Ranked Enumeration of Conjunctive Query Results
Shaleen Deep, Paraschos Koutris
TL;DR
This work tackles ranked enumeration of full Conjunctive Queries (CQs) over relational databases, addressing the inefficiencies of materializing and sorting all results. It introduces ranking function properties—decomposable and compatible—with respect to query decompositions, and proves a main theorem that yields preprocessing time $O(|D|^{fhw})$ and enumeration delay $O(\log|D|)$ when rank is compatible. The framework supports several ranking families (vertex-based, tuple-based, lexicographic, and bounded) and extends to UCQs and submodular-width-based improvements, while establishing lower bounds that delineate the necessity of structure in the ranking function.
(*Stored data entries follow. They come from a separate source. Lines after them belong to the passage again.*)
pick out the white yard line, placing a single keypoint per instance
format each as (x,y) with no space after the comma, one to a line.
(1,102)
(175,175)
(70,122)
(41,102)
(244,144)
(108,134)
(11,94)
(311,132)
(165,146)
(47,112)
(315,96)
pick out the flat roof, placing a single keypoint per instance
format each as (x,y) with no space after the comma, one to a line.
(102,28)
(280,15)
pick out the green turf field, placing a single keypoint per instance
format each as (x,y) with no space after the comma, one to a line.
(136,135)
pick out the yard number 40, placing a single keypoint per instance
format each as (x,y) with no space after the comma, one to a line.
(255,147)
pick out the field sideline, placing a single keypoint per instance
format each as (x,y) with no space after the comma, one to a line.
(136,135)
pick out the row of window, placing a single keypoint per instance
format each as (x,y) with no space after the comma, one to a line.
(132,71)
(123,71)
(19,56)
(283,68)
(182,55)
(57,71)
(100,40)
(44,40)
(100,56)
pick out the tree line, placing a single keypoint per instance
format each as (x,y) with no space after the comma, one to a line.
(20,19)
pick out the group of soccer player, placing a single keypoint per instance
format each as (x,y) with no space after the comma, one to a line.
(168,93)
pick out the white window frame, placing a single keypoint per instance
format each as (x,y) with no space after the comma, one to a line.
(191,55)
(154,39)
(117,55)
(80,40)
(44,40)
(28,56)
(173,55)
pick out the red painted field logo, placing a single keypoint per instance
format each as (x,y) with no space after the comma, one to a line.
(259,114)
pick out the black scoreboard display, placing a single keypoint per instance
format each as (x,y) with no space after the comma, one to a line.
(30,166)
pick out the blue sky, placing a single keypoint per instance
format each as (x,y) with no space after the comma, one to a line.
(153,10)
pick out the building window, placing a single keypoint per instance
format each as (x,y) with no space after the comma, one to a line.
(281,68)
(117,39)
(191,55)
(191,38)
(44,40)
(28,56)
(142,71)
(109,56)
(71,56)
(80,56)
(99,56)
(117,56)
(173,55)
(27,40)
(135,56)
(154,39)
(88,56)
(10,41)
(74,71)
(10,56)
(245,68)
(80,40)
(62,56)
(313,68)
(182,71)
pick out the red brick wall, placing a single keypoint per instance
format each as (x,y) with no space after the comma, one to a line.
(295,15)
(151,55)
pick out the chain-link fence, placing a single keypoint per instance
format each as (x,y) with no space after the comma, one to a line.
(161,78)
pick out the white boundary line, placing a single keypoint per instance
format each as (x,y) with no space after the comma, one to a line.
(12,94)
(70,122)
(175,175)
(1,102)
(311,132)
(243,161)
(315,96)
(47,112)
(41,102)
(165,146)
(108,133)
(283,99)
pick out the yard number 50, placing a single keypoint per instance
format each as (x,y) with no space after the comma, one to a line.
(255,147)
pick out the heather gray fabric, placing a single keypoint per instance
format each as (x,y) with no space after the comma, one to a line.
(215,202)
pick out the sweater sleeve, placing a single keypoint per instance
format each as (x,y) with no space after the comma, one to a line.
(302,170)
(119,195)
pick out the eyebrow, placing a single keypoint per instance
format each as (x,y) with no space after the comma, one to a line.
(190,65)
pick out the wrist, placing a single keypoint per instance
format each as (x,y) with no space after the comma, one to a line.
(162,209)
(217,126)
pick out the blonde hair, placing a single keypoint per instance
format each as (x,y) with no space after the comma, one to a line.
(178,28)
The results advance ranked-enumeration theory and offer practical implications for scalable top-$k$ CQ evaluation, with potential extensions to dynamic settings and broader query families.
Abstract
We study the problem of enumerating answers of Conjunctive Queries ranked according to a given ranking function. Our main contribution is a novel algorithm with small preprocessing time, logarithmic delay, and non-trivial space usage during execution. To allow for efficient enumeration, we exploit certain properties of ranking functions that frequently occur in practice. To this end, we introduce the notions of {\em decomposable} and {\em compatible} (w.r.t. a query decomposition) ranking functions, which allow for partial aggregation of tuple scores in order to efficiently enumerate the output. We complement the algorithmic results with lower bounds that justify why restrictions on the structure of ranking functions are necessary. Our results extend and improve upon a long line of work that has studied ranked enumeration from both a theoretical and practical perspective.